SATELITNEWS.ID, SERANG – Pemprov Banten menanggung beban anggaran paling besar, dibandingkan dengan Kabupaten dan Kota. Hal itu, sesuai kesepakatan bersama terhadap skema pembiayaan Pilkada yang dilakukan melalui cost sharing.
Anggaran Pilkada 2024 disepakati untu Bawaslu Provinsi Banten mengalami kenaikan dari yang semula diusulkan Rp97 miliar menjadi Rp101 miliar lebih atau naik Rp4 miliar lebih.

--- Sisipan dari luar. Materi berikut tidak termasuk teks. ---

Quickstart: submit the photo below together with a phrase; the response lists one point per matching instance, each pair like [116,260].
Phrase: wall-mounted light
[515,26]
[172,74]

Sedangkan untuk usulan anggaran KPU, justru mengalami evaluasi yang semula diajukan sebesar Rp537 miliar menjadi Rp499 miliar atau terevaluasi sebesar Rp38 miliar.
Hal itu, diakui oleh Kepala Badan Pengelolaan Keuangan dan Aset Daerah (BPKAD) Provinsi Banten, Rina Dewiyanti, seusai mengikuti penandatanganan berita acara kesepakatan komponen pembagian beban pembiayaan Pilkada serentak tahun 2024 di Pendopo Gubernur Banten, Selasa (30/8).
Rina mengatakan, memang semula KPU Provinsi Banten mengajukan anggaran sebesar di atas. Namun setelah dilakukan verifikasi secara keseluruhan, terdapat evaluasi atau koreksi dari besaran anggaran yang diusulkan itu.
“Benar. Itu besaran anggaran hasil dari verifikasi,” tandasnya.
Rasionalisasi tersebut ujarnya, berdasarkan dari Surat Menteri Keuangan (Permenkeu) Nomor s.138/mk.02/2020 tentang standar satuan harga untuk honor badan add hock seperti PPK, PPS dan KPPS. Dari data yang didapat, besaran anggaran yang diusulkan itu, 63,72 persennya diperuntukkan honorarium ad hock baik di Provinsi maupun Kabupaten dan Kota.
“Kalau untuk besarannya kita sudah sesuai dengan Peraturan Menteri Keuangan (PMK),” pungkasnya.
Melihat besarnya usulan anggaran yang diajukan itu, Pemprov Banten saat ini sedang menunggu hasil pembahasan Raperda tentang dana cadangan daerah yang sedang digodok oleh DPRD Banten.
Dimana dalam Raperda itu, pengalokasian anggaran Pilkada akan dialokasikan pada tiga kali tahun anggaran, tahun ini kita merencanakan sebesar Rp15 miliar lebih, tahun 2023 Rp530 miliar lebih dan tahun 2024 sebesar Rp50 miliar lebih.
Hal yang sama juga dikatakan Penjabat (Pj) Gubernur Banten Al Muktabar. Menurutnya, agenda kesepakatan ini nantinya secara teknis akan di brickdown kembali ke bawah, terutama dalam aspek pembiayaan termasuk logistik dan hal hal yang terkait dengan penunjang lainnya yang semestinya.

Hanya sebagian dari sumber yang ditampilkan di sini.